Here’s an example of applying the circular economy concept to tires: scrap tire material can be used in asphalt. The improved, rubberized asphalt has been found to respond better to temperature changes, producing less potholes, and to drain rainwater better than other asphalt. Both potholes and rain accumulation can be unsafe for drivers. So old tires not only can find a new use, avoiding landfill, but they can help make driving safer.
With gas prices up and supply chains in turmoil, the decarbonization transition represents an economic opportunity reminiscent of a war effort: such a spike in demand can supercharge the economy. In fact, President Biden has invoked the Defense Production Act to jumpstart domestic mining of materials needed in batteries: lithium, nickel, cobalt, graphite and manganese. America needs EV charging stations, grid upgrades, recycling facilities, organic materials, meat substitutes: an endless list of new products and services for a decarbonized world.
A week on a small island driving a plug-in electric car past gas stations advertising $4.32 a gallon brings a pause for reflection. If energy were free, people could spend more money on food. The poverty rate would immediately decline. The island could invest in solar powered desalination plants to shore up scarce water supply. More fresh water would be good for agriculture.
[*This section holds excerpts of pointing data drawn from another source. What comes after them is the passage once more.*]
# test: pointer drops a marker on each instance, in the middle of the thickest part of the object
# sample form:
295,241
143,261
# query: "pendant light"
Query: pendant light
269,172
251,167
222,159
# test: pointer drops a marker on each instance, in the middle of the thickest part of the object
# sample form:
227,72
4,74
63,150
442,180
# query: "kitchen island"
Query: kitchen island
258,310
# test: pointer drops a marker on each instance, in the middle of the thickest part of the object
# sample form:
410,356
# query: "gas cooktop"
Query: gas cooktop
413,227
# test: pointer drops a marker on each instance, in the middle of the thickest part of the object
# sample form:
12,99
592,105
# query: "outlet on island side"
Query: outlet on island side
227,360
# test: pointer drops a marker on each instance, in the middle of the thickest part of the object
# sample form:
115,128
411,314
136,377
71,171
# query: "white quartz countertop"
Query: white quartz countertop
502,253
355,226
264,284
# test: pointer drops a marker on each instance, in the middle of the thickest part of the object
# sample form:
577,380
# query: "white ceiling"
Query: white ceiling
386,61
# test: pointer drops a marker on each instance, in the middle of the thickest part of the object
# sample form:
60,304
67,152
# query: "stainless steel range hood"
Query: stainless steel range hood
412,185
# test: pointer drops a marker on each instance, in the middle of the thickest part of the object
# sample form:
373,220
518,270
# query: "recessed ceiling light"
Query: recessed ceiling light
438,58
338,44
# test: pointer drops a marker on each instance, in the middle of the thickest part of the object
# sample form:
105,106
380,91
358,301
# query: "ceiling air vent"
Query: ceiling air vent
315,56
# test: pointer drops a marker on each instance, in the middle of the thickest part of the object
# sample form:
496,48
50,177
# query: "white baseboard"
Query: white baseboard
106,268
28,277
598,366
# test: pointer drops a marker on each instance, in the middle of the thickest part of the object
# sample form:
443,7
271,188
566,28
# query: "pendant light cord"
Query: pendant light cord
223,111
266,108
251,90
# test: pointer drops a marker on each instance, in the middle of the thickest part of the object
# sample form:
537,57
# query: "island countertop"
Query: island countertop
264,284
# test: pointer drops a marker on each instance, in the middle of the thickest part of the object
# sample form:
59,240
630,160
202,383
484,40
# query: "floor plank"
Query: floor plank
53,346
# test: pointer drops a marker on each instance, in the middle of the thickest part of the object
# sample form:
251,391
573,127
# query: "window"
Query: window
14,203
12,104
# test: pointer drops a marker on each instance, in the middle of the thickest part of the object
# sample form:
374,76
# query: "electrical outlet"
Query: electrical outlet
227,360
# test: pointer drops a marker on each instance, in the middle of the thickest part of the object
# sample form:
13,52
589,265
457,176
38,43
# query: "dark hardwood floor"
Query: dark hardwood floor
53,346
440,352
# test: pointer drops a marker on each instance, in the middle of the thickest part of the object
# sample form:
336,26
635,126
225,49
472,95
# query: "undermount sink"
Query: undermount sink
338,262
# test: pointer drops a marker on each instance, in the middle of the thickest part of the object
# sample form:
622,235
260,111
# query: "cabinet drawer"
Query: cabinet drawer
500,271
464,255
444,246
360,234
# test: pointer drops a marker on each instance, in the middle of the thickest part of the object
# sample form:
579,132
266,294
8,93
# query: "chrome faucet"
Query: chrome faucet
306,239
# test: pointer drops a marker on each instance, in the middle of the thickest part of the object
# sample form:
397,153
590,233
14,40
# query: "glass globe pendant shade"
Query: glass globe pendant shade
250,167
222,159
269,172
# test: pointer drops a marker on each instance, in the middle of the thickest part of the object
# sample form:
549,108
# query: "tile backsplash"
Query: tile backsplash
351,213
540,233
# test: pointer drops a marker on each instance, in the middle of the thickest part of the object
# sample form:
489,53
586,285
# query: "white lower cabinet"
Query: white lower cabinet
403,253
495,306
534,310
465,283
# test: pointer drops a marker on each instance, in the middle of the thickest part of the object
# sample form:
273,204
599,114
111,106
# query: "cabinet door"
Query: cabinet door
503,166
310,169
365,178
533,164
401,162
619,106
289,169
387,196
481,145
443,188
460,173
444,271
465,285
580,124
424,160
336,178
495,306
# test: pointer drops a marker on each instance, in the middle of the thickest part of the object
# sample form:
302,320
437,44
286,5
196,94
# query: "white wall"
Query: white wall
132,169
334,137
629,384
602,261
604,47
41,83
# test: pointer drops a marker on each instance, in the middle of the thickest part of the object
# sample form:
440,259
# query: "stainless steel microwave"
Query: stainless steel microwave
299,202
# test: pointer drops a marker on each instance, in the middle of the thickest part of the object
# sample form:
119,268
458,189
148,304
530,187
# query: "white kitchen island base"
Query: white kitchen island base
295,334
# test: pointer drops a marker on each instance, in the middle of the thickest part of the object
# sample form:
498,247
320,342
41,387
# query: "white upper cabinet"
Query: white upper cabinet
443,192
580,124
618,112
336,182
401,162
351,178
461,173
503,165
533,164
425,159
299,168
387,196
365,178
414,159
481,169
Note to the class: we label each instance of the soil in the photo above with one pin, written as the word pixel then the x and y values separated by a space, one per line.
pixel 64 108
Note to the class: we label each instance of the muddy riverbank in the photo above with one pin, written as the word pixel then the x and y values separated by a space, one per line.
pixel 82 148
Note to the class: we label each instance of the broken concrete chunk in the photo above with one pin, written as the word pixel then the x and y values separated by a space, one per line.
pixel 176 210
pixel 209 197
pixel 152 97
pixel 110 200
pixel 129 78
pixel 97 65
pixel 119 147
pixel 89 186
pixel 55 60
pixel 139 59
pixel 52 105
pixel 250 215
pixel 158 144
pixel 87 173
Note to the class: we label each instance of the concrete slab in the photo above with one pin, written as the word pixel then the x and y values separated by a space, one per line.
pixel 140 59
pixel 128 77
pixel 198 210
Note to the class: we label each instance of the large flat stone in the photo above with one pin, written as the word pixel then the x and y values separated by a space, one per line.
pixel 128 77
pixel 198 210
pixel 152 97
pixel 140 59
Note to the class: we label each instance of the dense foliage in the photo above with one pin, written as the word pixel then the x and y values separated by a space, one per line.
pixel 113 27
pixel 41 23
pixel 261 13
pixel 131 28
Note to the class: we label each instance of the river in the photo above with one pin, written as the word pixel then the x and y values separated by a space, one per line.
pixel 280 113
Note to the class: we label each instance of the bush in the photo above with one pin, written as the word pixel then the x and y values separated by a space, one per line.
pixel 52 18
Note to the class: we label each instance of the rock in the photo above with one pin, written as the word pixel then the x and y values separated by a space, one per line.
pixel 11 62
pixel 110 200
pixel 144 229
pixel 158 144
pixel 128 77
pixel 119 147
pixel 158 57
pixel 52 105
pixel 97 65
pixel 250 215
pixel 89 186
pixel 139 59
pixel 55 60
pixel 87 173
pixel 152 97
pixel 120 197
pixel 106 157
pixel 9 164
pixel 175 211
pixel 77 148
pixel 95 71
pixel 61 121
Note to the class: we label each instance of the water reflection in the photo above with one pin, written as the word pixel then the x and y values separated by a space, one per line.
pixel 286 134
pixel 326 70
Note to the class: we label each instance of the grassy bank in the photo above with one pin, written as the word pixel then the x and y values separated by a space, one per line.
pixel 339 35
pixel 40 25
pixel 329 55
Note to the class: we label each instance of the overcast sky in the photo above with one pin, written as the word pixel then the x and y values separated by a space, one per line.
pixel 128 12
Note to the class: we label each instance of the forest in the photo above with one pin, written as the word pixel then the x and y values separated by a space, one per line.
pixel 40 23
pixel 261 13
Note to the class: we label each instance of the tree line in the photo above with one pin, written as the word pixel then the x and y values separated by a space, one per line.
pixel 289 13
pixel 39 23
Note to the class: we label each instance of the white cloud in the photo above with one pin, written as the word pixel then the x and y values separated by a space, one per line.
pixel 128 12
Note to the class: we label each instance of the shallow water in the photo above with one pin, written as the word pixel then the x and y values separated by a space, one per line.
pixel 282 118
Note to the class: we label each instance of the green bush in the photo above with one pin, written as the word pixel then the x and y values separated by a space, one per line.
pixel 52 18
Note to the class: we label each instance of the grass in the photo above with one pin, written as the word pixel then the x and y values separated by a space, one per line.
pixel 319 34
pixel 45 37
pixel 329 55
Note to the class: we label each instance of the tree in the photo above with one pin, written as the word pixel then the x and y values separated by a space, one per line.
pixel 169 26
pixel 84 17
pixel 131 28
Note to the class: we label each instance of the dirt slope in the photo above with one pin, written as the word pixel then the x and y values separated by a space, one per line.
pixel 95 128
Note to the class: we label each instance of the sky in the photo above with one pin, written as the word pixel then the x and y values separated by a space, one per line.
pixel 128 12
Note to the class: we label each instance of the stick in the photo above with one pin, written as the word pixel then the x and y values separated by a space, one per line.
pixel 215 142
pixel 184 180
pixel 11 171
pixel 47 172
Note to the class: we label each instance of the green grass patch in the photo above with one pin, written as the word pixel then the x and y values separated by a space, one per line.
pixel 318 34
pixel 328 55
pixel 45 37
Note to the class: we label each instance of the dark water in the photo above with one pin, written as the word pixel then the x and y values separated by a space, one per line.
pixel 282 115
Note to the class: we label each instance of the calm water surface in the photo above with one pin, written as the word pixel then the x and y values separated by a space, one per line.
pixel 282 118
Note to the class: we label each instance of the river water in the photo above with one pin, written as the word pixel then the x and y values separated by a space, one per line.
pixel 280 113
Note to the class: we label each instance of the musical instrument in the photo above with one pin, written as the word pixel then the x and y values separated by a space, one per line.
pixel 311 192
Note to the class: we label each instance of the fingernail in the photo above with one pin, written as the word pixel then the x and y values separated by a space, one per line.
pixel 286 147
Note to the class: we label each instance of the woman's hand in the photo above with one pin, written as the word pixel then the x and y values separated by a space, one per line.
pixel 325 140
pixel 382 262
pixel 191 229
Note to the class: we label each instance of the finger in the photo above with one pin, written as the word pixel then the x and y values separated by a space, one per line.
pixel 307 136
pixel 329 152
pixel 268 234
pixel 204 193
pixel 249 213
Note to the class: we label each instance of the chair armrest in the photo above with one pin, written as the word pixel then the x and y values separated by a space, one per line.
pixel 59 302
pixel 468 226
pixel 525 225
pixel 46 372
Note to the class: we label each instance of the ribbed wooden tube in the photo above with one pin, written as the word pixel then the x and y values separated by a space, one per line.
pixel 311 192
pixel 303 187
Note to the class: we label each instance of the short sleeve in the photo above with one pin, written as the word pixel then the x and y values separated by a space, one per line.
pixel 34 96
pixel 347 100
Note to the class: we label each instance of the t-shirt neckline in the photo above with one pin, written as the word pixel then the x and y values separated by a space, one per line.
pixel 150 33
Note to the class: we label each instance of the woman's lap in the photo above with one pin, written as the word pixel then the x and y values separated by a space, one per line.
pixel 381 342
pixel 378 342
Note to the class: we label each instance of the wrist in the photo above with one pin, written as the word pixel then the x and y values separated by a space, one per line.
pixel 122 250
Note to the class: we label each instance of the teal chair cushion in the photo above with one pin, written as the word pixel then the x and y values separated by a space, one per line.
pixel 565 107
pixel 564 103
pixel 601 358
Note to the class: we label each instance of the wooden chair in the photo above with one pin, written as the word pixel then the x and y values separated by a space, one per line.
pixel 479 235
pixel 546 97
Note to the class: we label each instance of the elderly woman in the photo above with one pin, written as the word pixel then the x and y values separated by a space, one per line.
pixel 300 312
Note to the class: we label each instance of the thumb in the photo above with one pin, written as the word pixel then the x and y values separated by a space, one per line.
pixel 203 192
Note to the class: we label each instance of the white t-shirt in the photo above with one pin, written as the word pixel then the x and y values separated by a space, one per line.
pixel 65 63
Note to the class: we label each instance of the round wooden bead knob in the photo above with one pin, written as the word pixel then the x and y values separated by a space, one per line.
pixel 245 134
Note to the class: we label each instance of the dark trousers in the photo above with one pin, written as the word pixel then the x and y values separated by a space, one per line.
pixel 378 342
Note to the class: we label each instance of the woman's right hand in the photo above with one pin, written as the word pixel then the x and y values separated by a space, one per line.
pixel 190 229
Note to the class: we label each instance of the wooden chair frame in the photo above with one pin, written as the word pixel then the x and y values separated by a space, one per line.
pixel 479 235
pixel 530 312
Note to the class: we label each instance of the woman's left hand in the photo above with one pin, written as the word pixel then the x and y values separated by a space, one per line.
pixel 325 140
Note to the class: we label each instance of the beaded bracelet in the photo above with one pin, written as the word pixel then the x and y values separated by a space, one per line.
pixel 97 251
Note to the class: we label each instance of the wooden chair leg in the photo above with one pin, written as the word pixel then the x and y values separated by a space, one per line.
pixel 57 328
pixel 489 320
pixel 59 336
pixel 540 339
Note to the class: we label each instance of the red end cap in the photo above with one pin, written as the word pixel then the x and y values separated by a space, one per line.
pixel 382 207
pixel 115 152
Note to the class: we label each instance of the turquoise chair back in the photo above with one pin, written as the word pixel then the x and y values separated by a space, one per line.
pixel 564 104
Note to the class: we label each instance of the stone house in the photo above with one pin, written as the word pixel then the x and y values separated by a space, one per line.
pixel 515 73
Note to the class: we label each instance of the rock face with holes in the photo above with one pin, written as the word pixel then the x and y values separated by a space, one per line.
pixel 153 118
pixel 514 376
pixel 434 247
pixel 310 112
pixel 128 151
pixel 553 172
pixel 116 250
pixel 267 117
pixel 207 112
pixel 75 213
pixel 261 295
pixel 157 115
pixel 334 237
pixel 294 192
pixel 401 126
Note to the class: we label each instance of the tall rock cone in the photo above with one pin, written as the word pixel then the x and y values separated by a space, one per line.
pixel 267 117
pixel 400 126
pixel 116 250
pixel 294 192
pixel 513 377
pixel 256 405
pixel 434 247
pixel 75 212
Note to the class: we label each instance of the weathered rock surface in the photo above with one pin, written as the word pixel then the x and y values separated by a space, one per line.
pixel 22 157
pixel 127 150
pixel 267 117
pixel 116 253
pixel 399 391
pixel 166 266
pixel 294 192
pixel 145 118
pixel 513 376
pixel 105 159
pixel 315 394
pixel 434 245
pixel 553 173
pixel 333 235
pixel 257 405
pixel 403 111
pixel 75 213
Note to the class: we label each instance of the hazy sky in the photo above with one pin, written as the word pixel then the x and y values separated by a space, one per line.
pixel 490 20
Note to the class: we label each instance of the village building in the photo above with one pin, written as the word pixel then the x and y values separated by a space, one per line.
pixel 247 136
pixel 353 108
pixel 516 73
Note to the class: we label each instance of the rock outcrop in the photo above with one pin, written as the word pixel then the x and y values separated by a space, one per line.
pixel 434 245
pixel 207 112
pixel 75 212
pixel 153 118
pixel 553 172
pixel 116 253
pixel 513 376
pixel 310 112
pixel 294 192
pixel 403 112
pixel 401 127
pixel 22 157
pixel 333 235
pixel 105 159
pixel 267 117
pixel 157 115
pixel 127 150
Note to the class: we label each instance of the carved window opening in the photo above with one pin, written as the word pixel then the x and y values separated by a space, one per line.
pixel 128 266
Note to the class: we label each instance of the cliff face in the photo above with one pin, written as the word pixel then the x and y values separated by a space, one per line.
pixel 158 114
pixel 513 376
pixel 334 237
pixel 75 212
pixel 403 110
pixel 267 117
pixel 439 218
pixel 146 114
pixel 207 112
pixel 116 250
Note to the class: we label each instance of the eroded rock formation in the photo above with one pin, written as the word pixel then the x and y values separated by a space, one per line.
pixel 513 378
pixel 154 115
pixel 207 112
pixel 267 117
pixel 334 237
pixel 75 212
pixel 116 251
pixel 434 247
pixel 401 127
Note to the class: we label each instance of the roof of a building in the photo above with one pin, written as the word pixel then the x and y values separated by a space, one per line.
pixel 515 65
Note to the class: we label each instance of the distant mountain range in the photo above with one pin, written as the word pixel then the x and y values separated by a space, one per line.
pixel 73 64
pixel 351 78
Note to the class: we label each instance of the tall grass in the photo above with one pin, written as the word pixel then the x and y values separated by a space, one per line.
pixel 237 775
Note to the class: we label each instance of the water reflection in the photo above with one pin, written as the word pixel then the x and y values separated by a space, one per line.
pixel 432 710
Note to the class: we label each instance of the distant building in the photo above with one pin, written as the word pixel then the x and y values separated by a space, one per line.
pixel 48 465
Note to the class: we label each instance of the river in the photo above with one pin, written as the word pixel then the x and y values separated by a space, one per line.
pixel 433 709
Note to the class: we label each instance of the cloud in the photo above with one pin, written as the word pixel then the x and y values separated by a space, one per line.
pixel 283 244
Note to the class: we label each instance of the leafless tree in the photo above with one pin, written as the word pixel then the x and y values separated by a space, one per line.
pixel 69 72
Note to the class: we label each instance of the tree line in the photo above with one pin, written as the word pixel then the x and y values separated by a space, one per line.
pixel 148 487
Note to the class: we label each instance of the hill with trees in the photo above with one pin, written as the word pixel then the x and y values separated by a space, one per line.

The sun and wind are free and infinite. Investing in the innovation needed to deploy these sources of energy, and hydrogen and nuclear energy, makes enormous business sense. It also makes a lot of sense from the national security perspective of energy independence. What is difficult is shifting investments and government support from the entrenched fossil fuel industry into renewable energy infrastructure. Change doesn’t come easily, even when it makes this much sense.
Earth Day is in its 52nd year. It started at a time of rising consciousness about the evils of pollution, and after a massive oil spill in Santa Barbara in 1969. But this year, the buzz words are “invest,” “business” and “innovation.” Just as waste can be transformed from problem to resource, business can change from polluter to innovator.